Sequential Lemma!

Relevant wiki: L'Hopital's Rule - Basic

Let $a_n = b_{n-1}$ , then we have $a_1 = b_0 = 4$ , $a_2 = b_1 = 3$ and $2b_{n+1} = 3b_n - b_{n-1}$ for all $n \ge 1$ . Then the characteristic of the linear recurrence relation is as follows:

$\begin{aligned} 2r^2 - 3r + 1 & = 0 \\ (2r-1)(r-1) & = 0 \end{aligned}$

$\begin{aligned} \implies b_n & = \frac {c_1}{2^n} + c_2 \\ b_0 & = c_1 + c_2 = 4 \\ b_1 & = \frac {c_1}2 + C_2 = 3 \\ \implies c_1 & = c_2 = 2 \\ b_n & = 2 + \frac 1{2^{n-1}} \\ \implies a_n & = 2 + \frac 1{2^{n-2}} & \small \color{#3D99F6} \text{Note that }\lim_{n \to \infty} a_n = 2 \end{aligned}$

Therefore,

$\begin{aligned} L & = \lim_{n \to \infty} \frac {\left(a_n-1\right)\left(a_n-2\right)}{\left(\sqrt{a_n+2}-2\right)\left(\sqrt{12a_n-8}-2\right)} & \small \color{#3D99F6} \text{Let } x = a_n \\ & = \lim_{x \to 2} \frac {(x-1)(x-2)}{\left(\sqrt{x+2}-2\right)\left(\sqrt{12x-8}-2\right)} & \small \color{#3D99F6} \text{A 0/0 case, L'Hôpital's rule applies.} \\ & = \lim_{x \to 2} \frac {(x-2)+(x-1)}{\frac {\sqrt{12x-8}-2}{2\sqrt{x+2}}+\frac {6\left(\sqrt{x+2}-2\right)}{\sqrt{12x-8}}} & \small \color{#3D99F6} \text{Differentiate up and down w.r.t. }x \\ & = \frac 1{\frac 24 + 0} = \boxed{2} \end{aligned}$

Claim: The explicity expression for the sequence is $a_n = 2 + 4\cdot (\tfrac12)^n.$ Derivation: In general, the solutions of this type of recurrence relations are linear combinations of $a_n = p^n$ . Substituting this, we see that $p^2 = 3p - 1,$ the solutions to which are $p = 1$ and $p = \tfrac12$ . Therefore the general solution of the recurrence relation is $a_n = A + B\cdot (\tfrac12)^n;$ substituting the known values $a_1 = 4$ and $a_2 = 3$ quickly shows that $A = 2$ and $B = 4$ .

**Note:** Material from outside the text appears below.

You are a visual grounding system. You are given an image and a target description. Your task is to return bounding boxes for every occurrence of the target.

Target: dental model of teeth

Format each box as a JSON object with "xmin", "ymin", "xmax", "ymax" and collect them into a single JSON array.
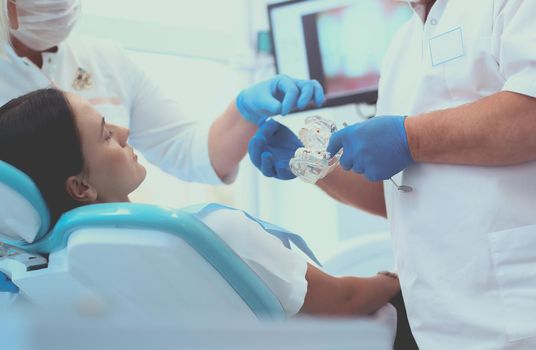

To solve the limit, note that $a_n \to 2$ . This takes care of the first term in the numerator and the last term in the denominator; we are left with $\lim_{n\to\infty} \frac{1\cdot 4\cdot (\tfrac12)^n}{\left(2\sqrt{1 + (\tfrac12)^n} - 2\right)\cdot 2};$ both numerator and denominator tend to zero. Use the substitution $\sqrt{1 + x} \approx 1 + \tfrac12x$ for $x \to 0$ to rewrite the limit: $\lim_{n\to\infty} \frac{1\cdot 4\cdot (\tfrac12)^n}{\left(2(1 + \tfrac12\cdot (\tfrac12)^n) - 2\right)\cdot 2} = \frac{4\cdot (\tfrac12)^n}{2\cdot (\tfrac12)^n} = \boxed{2}.$